This time, he’s guilty.
A jury Thursday convicted Assemblyman William Boyland Jr. on corruption charges for soliciting bribes from undercover agents posing as businessmen.
The political scion — who faces up to 30 years in prison — buried his head in his hands after going down on all 21 counts he faced in Brooklyn federal court.
In a surprise, Judge Sandra Townes immediately remanded Boyland after the verdict, citing his texting of a witness earlier in the case and his history of lying about his whereabouts as her rationale.
Jurors found that he repeatedly and brazenly made payoff requests to a pair of undercover agents seeking to hasten development deals in his downtrodden Brooklyn district.
The youngest branch of a once-famed but now broken political family tree, Boyland Jr. was also found guilty of lying about performing legislative work in Albany to earn more than $70,000 in unearned per-diem payments and for steering nonprofit funds to his campaign coffers.
Prosecutors hammered away at Boyland as a brazen payola fiend during the monthlong trial and leaned heavily on the testimony of his former lover and chief of staff, Ry-Ann Hermon, who eagerly buried him on the stand.
Hermon — who was famously caught on tape telling an undercover agent that the bribe he handed her made her “hot” — blasted her former boss and beau as a reckless and inept politician who sought out cash in exchange for political favors.

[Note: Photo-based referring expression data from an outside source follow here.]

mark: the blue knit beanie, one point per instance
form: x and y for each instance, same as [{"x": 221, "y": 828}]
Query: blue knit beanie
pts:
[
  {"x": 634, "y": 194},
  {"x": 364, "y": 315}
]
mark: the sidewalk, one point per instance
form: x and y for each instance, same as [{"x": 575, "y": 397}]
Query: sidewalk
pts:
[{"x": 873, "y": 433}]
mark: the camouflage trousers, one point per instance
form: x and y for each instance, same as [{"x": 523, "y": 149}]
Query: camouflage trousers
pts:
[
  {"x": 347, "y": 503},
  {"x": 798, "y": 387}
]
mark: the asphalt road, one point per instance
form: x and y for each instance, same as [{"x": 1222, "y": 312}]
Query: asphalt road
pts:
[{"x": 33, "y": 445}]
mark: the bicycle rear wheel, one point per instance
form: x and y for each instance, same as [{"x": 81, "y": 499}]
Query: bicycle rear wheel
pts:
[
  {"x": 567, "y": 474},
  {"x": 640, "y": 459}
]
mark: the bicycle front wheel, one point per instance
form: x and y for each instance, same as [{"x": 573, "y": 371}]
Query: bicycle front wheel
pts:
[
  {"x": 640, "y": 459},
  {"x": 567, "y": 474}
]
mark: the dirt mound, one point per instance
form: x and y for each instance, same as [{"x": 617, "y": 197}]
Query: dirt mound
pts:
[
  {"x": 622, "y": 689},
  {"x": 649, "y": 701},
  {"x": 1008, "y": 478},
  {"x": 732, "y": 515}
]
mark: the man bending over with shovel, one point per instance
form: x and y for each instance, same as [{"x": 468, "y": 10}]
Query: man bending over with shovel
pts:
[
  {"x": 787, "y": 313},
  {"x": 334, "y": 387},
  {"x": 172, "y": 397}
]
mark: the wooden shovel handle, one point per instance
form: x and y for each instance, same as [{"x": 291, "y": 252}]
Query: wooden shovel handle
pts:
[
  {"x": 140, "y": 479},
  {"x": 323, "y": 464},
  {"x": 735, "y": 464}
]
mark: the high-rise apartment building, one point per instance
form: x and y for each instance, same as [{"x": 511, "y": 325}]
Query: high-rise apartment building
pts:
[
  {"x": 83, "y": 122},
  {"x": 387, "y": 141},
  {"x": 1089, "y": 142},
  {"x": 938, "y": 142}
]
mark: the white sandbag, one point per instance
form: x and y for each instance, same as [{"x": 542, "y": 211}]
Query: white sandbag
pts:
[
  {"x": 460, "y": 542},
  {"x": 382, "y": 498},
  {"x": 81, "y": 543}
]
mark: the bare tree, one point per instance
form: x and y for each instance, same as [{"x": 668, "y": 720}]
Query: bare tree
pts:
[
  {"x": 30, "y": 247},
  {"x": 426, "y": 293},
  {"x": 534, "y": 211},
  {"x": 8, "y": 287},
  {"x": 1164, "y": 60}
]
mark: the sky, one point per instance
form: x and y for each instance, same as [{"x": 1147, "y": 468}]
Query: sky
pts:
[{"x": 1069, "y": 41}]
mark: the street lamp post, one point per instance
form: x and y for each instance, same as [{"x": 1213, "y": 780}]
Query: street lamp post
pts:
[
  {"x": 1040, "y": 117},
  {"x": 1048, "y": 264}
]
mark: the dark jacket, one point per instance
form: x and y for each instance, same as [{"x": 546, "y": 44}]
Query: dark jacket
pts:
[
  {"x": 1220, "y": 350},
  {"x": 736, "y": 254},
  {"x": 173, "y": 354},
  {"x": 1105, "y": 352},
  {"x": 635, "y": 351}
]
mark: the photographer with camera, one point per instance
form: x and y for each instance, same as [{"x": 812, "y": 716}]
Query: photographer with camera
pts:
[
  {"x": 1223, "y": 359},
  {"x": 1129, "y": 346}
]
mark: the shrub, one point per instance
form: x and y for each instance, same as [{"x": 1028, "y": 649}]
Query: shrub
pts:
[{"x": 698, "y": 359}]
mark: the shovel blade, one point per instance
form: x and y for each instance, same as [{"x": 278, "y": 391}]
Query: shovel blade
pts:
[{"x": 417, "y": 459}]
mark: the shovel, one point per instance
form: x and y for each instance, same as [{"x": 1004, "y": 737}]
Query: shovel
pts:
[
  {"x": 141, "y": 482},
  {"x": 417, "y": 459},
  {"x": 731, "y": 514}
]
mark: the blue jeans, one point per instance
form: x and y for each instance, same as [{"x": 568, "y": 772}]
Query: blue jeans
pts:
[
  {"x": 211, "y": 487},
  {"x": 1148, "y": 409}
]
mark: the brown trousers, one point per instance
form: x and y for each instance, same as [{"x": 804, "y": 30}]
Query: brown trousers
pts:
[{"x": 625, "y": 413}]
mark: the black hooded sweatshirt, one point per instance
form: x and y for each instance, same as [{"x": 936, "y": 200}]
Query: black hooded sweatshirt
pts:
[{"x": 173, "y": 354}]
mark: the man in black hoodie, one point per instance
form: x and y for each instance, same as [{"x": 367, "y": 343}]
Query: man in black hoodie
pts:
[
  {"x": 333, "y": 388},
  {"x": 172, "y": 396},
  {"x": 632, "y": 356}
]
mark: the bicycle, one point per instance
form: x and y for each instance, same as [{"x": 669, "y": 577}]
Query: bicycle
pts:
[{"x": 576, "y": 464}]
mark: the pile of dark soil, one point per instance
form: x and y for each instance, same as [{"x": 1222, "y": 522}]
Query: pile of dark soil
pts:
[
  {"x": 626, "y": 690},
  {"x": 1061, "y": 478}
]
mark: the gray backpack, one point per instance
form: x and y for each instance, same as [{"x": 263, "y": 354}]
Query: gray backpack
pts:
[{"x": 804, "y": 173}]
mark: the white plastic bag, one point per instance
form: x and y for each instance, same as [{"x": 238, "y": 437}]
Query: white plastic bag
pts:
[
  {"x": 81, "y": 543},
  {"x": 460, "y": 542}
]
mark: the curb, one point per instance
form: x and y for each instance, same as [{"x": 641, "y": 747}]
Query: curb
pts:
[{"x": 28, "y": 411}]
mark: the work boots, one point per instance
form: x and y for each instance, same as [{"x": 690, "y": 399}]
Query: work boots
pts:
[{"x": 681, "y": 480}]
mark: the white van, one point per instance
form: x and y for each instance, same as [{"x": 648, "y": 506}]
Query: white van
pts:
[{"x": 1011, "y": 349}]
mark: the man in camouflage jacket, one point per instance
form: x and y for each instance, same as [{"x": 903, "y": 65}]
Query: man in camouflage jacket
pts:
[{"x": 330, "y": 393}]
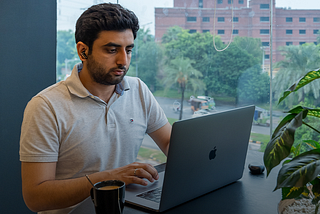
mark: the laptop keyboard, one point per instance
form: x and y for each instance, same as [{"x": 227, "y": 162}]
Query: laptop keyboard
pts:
[{"x": 152, "y": 195}]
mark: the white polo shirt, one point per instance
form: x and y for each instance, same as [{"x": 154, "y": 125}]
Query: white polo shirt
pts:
[{"x": 66, "y": 124}]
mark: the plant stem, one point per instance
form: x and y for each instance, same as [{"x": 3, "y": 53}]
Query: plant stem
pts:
[
  {"x": 317, "y": 208},
  {"x": 310, "y": 127}
]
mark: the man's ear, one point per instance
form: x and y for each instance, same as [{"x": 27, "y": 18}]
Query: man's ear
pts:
[{"x": 82, "y": 50}]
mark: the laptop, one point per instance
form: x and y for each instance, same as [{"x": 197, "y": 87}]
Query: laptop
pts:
[{"x": 205, "y": 153}]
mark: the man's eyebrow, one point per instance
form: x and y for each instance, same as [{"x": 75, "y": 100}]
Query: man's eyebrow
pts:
[{"x": 111, "y": 44}]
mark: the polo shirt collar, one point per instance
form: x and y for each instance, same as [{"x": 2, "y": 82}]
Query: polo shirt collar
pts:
[{"x": 75, "y": 86}]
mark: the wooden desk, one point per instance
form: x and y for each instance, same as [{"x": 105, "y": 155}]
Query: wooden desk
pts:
[{"x": 252, "y": 194}]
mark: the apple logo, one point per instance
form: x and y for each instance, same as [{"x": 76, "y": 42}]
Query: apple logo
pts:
[{"x": 212, "y": 153}]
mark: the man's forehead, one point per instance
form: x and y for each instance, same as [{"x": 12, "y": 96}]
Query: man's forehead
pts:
[{"x": 113, "y": 35}]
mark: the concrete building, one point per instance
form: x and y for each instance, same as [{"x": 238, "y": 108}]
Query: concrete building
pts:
[{"x": 290, "y": 27}]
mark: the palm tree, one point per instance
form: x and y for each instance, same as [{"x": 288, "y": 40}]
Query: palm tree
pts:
[
  {"x": 298, "y": 60},
  {"x": 181, "y": 71}
]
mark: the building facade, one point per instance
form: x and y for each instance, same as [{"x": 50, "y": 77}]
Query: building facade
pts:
[{"x": 238, "y": 18}]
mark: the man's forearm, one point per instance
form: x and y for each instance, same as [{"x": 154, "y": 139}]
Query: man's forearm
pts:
[{"x": 58, "y": 194}]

She was arrested along with Boyland and quickly copped a plea with prosecutors in exchange for skewering him on the stand.
Boyland, 43, turned down a 9-year plea deal in a last-minute change of heart earlier this year — and now faces the grim prospect of decades behind bars after the conviction.
His attorneys tried to argue that he was simply trying to coax campaign contributions from the agents and never intended to follow through on his promises to deliver political favors.
But his chances of acquittal faded under the weight of hours of surveillance recordings captured by federal agents.
During one drive through Brooklyn with an undercover, Boyland characterized his Brookyln district as a personal fiefdom. “Everything you see here, I control,” he boasted on tape. “I’m the politician,” he said.
Prosecutors also presented bank records and other evidence that showed Boyland eating his way across the boroughs, enjoying a spa treatment, and even sunning himself in Turkey while claiming to be at work in the state capital.
Boyland Jr. managed to skate on corruption raps in a Manhattan federal court case in 2011, but wasn’t able to slip through the grasp of the Eastern District.
Prosecutors Lan Nguyen, Robert Capers and Christina Dugger did not comment as they exited.
Boyland is just the latest in a parade of New York politicos who’ve pleaded guilty to or been convicted of ugly corruption raps.
State Sens. Shirley Huntley, Hiram Monserrate, Pedro Espada and Carl Kruger have all faced serious criminal raps in recent years.
State Sens. Malcolm Smith and John Sampson have been charged with various acts of corruption, with their cases still pending.